Turns out the “serious guys” could see the promise of OnePointOne, and funded the fledgling company. To date, the startup has $330,000 invested, and $1.3 million committed of its $1.7 million initial round of funding; they are in talks with Amazon and Google, and have filed two provisional patents for their automated system.  Also exciting: a growing list of employees who have all graduated from or are currently involved with SCU’s Robotics Systems Lab. “Paul Mahacek is leaving his job at SpaceX, Aaron Schooley is leaving his at NASA, Robert McDonald, Scot Tomer, and SCU junior Zach Bellay '19 are all part of the team. They all have exceptional drive and believe in the vision wholeheartedly,” Sam said.
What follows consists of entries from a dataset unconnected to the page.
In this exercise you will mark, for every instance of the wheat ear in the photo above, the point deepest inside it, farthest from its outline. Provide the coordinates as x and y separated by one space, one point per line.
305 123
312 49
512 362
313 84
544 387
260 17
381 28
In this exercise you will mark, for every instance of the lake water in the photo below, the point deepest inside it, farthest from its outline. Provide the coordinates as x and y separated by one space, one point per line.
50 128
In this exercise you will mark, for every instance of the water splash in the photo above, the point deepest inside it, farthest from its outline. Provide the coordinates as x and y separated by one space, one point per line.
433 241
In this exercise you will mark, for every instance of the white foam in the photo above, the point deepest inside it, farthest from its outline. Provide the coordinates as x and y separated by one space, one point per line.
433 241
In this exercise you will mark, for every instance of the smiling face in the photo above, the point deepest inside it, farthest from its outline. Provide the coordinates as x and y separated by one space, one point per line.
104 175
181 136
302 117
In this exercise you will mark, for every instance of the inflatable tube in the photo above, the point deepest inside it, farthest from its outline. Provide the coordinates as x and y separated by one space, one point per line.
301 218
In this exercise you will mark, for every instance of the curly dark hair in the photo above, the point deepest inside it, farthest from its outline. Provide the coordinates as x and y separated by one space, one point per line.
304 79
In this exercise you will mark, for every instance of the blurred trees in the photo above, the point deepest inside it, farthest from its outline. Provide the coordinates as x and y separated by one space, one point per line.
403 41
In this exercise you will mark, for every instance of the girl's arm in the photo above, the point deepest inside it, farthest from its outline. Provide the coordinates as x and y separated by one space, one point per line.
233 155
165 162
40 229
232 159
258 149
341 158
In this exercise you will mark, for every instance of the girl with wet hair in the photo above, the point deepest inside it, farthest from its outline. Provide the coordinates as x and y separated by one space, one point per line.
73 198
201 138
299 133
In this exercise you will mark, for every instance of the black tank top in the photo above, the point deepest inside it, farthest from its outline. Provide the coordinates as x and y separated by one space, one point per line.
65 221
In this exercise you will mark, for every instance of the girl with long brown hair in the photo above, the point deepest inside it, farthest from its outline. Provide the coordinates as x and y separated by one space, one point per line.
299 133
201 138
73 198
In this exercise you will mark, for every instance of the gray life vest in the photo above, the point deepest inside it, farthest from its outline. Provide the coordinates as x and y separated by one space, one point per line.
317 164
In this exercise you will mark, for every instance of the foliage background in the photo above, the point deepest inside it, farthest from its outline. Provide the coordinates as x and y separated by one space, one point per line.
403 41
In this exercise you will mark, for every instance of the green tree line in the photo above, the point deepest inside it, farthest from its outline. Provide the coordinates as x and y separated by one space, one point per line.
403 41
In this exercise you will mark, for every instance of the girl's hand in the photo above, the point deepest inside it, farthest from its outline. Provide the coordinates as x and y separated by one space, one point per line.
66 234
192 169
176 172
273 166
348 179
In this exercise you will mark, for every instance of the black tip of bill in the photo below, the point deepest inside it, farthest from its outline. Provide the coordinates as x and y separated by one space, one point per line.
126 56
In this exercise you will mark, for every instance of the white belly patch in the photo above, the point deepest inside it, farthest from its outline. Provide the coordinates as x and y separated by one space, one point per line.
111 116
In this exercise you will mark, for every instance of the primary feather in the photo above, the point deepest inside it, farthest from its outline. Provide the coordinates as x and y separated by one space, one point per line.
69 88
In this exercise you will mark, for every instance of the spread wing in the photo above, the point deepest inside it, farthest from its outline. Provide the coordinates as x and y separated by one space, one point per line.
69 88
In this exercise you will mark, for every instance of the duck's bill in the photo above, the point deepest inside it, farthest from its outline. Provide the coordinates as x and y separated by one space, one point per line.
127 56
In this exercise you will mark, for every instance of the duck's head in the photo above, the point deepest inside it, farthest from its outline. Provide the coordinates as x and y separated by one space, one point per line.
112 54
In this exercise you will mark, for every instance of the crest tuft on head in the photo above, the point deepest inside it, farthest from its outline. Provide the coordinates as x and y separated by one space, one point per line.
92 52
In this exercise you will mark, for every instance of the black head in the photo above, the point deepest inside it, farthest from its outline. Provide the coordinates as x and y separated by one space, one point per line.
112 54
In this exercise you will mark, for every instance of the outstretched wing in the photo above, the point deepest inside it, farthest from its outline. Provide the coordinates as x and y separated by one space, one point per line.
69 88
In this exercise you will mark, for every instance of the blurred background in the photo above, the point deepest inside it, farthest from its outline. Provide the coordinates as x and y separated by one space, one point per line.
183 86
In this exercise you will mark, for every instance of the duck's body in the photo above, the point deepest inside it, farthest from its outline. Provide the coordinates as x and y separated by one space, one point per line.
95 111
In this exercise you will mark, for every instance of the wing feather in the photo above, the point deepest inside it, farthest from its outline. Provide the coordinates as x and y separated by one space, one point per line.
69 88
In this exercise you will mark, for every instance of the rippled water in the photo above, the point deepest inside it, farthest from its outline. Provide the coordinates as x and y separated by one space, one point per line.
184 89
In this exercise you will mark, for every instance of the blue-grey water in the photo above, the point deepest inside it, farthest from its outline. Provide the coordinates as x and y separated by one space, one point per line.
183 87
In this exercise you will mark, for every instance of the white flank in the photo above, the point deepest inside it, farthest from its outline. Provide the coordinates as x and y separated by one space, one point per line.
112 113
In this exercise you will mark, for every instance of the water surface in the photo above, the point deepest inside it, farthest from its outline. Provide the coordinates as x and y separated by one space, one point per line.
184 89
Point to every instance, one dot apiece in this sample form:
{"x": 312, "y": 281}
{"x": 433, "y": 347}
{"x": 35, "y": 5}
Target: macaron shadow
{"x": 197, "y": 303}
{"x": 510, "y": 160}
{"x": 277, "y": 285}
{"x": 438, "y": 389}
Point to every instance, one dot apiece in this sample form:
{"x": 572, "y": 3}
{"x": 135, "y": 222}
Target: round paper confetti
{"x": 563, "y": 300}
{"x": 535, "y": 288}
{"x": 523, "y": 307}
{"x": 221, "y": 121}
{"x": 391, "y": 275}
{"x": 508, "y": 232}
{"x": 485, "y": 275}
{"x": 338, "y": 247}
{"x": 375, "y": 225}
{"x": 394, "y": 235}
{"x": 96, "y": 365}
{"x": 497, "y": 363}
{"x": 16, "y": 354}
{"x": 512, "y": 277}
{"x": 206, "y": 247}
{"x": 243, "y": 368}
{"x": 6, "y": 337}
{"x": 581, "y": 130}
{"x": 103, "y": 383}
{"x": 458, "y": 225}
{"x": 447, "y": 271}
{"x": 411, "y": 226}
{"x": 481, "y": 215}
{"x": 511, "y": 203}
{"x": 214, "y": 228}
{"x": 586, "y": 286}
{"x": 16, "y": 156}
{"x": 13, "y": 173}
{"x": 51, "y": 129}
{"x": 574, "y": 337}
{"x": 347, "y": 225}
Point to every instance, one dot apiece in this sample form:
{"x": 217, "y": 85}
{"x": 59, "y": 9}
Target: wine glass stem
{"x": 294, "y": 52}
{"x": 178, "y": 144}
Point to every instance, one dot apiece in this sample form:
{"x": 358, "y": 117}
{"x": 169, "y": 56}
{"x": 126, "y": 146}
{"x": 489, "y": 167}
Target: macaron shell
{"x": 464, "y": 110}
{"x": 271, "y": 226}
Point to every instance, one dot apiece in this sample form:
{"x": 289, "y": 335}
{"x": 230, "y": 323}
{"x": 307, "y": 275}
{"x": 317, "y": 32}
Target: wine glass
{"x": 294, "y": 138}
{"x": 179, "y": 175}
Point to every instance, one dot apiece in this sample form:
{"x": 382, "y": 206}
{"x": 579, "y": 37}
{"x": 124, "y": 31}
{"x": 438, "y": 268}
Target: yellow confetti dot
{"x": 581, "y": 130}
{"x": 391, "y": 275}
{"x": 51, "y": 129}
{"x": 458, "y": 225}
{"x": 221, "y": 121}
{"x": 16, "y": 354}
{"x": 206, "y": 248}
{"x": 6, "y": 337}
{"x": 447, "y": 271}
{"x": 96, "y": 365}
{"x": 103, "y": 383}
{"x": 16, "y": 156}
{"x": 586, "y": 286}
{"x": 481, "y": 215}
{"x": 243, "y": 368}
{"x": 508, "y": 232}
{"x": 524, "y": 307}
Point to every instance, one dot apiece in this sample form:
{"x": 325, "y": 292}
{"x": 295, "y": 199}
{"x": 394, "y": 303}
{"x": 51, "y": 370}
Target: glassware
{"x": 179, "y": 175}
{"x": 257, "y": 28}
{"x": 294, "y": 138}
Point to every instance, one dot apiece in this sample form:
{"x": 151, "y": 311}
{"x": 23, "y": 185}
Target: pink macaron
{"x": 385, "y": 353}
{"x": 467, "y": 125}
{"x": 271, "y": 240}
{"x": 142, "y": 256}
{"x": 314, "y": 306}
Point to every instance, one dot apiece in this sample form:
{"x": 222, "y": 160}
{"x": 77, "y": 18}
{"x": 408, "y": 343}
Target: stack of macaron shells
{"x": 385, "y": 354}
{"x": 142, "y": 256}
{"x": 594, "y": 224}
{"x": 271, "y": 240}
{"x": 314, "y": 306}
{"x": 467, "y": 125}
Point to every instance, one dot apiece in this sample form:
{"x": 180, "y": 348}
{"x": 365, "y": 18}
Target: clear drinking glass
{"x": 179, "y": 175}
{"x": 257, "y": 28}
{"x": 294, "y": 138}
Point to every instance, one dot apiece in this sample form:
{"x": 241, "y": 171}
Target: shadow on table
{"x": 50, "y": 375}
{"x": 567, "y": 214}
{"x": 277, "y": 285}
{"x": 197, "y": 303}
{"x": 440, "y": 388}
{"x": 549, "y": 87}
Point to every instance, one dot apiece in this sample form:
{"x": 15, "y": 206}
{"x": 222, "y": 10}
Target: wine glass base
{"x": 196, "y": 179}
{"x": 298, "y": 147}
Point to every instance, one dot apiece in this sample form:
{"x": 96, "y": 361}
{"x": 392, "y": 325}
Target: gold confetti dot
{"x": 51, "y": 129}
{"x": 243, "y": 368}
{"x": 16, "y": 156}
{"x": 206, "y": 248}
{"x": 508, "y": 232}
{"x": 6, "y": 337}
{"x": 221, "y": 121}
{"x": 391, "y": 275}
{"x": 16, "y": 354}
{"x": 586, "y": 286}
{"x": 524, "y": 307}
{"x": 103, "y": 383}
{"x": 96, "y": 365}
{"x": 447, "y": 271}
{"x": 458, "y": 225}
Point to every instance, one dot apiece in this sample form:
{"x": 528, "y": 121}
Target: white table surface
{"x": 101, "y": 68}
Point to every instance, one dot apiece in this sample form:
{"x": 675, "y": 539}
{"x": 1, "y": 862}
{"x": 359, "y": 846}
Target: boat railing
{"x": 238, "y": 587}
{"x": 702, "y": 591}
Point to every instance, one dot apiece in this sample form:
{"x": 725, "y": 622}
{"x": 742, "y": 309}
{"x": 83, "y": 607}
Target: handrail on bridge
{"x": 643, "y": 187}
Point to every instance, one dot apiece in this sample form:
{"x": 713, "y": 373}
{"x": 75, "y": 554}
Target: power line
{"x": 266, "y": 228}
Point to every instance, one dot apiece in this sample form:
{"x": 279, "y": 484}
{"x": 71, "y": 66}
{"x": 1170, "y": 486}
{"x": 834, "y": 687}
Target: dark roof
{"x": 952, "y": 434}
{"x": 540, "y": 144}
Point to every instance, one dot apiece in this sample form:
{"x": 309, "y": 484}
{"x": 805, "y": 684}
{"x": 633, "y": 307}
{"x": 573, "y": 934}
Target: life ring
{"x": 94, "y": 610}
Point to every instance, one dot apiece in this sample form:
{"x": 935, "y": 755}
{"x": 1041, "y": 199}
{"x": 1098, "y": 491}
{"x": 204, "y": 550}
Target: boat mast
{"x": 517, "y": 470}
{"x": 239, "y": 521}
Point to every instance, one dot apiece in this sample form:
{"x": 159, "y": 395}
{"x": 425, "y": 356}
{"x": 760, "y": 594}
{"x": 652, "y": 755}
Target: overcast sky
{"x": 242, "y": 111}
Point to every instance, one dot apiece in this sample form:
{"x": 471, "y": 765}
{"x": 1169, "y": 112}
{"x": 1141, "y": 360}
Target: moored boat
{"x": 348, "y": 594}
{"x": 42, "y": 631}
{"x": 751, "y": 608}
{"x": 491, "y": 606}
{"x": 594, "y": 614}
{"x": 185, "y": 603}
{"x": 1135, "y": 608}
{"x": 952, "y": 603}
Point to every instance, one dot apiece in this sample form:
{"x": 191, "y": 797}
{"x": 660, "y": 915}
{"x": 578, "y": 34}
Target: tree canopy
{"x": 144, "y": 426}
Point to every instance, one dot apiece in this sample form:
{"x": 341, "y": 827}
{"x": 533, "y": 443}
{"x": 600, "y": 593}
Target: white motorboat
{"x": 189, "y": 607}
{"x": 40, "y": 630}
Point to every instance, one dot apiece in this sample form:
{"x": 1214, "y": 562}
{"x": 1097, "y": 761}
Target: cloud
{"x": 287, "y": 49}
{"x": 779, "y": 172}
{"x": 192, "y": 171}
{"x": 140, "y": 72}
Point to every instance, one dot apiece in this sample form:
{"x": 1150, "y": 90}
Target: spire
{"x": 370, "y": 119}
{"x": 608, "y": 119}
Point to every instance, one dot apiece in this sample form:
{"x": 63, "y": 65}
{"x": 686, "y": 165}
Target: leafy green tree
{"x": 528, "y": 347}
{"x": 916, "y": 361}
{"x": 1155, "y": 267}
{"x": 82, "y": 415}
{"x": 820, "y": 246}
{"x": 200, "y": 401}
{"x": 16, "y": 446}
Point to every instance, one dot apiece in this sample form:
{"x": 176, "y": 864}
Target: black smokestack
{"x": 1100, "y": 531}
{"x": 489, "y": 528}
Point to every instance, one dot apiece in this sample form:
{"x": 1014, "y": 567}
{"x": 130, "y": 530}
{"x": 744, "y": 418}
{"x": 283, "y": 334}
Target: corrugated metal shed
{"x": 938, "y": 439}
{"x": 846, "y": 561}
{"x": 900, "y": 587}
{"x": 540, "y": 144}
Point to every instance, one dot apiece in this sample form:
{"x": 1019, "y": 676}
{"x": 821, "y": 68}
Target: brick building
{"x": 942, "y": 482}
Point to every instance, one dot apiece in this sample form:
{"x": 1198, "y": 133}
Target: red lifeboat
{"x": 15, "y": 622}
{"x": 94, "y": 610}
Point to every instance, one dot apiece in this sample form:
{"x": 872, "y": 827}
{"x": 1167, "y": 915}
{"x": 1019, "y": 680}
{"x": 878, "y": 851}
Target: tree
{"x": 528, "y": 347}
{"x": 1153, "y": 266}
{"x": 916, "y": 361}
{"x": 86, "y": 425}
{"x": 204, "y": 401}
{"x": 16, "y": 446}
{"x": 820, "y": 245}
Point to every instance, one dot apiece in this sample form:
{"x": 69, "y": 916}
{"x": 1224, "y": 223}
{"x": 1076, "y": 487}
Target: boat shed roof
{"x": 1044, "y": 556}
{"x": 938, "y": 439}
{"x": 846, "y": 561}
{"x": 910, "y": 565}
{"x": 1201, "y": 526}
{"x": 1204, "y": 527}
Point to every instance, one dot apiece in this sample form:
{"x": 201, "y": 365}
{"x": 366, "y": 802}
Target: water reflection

“In five years we see OnePointOne scaling to compete with a thousand acre outdoor farm,” he continued. “It’s hard work, and significant profitability is a requirement. We are a number of years away from addressing food deserts in cities like Oakland and New York, where people are more than five miles away from fresh food, though the goal remains. I want to deliver nutritious, delicious produce to people who do not currently have access to it. We need to prove that it is cheaper to grow food this way, and that we can do it. Ethics or morality is the driver of OnePointOne—we’ve woven it into the bylaws that when we achieve x-number of dollars of profit we will build in places where we won’t be as profitable—but we must take one foot before the other.

“My goal in coming to the United States,” he added, “was to contribute as much as I can to society and learn as much as I can in the shortest amount of time possible. Starting a business is a perfect way to do so. What an experience!”